FICTIONS LGBT
DEPARTURE de Andrew Steggall : tournant
Beatrice (Juliet Stevenson), femme anglaise, débarque avec son fils adolescent Elliot (Alex Lawther) dans un petit village du Sud de la France. Ils y possèdent une très belle résidence secondaire. Mais il ne s’agit pas là de vacances : la mère et le fils sont dans les parages pour finaliser la vente de la maison. Une vente qui à l’évidence peine la mère de famille et qui cache un déchirement plus souterrain : elle sent que l’heure est venue pour elle et son époux (qui n’arrivera que quelques jours plus tard) de se séparer, et elle n’en a aucune envie.
Alors que sa mère tente de faire bonne figure mais masque difficilement sa vulnérabilité et ses angoisses, le jeune Elliot ère seul dans le village. Il est en plein dans l’âge où il se découvre, à tous les niveaux. Se rêvant en auteur ou en poète, il marche, observe, son petit carnet jamais loin de lui au cas où l’inspiration surviendrait. Lors d’une ballade, il est happé par la beauté d’un garçon d’une vingtaine d’années qu’il surprend en train de se baigner nu dans un lac. Il s’appelle Clément (Phénix Brossard), est dans les environs pour passer un peu de temps chez sa tante suite à une violente crise familiale.
Clément ne semble pas vraiment s’intéresser à Elliot, trop sophistiqué, maniéré et « prise de tête » à son goût. Mais le lendemain de leur rencontre, il débarque chez lui pour l’aider dans les tâches que requiert la vente de la maison. Contre toute attente, une amitié ambiguë se tisse entre les deux garçons. Sans le savoir, Clément va jouer un rôle capital en cette période de changements annoncée : pour Elliot, il représente un premier amour plein de désir; pour Beatrice, il est cette figure qui fait ressurgir la nostalgie des jeunes années. Un petit séisme intime est en marche…
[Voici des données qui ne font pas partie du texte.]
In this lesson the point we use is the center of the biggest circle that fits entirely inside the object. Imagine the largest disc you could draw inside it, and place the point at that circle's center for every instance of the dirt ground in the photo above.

Premier long-métrage du réalisateur Andrew Steggall, « Departure » est une oeuvre d’esthète. Pas un plan n’est à jeter, l’ensemble est formellement d’une rare beauté et on sent bien que derrière la caméra rien n’est laissé au hasard. Délice visuel, le film est une caresse pour les yeux de par sa photographie, ses choix de couleurs, le décor de la maison (personnage à part entière) et ses nombreux meubles, les habits des personnages, les paysages naturels sublimés et chargés d’une certaine mélancolie. L’écriture n’est pas en reste, oscillant avec élégance et drôlerie entre français et anglais. Les dialogues et situations bénéficient d’un délectable mélange de sensibilité, d’humour doucement vachard et de tendresse.
Avec une poésie envoûtante, Andrew Steggall se penche sur les portraits d’une mère et de son fils qui ont en commun d’être à un tournant de leur existence. L’amour qui circule entre eux est palpable mais plongés au sein d’une tourmente intime ils ne s’épargnent souvent rien. Beatrice est un peu la ménagère anglaise parfaite : toujours habillée avec soin, distinguée, elle tente de sauver les apparences alors que tout son monde s’écroule avec une séparation annoncée. Elliot, ado différent, plongé dans son monde, sa soif de créativité et ses obsessions, masque sa timidité par une érudition précoce. Il cherche à ressentir, se mettre à l’épreuve et s’il réfléchit beaucoup, il veille aussi à suivre ses pulsions, aussi masochistes puissent-elles être. A ces deux âmes en peine s’oppose le sauvage Clément. Un garçon animal, instinctif, qui transpire la jeunesse, la liberté et le sexe.
Liquide et solide, bestialité et humanité s’opposent et se mélangent dans une tranche de vie aussi intense qu’intemporelle. Le réalisateur semble à la fois en recherche permanente de beau, s’inspirant de nombreux arts, tout en cherchant l’étrange, la sensation, la pulsion. Chaque protagoniste est pleine de bizarreries, se regarde comme un tableau en mouvement à la beauté singulière et magnétique. A la fois à vif et plein de vie, joueur et dramatique, « Departure » sonde les âmes et les émotions de personnages en pleine noyade avant l’espoir d’un nouveau départ. On comprend bien que rien ne sera facile pour Beatrice, Elliot et Clément, mais en se débattant, ils dansent avec la grâce. Belle révélation d’un auteur à suivre, à l’univers aussi fort que puissant.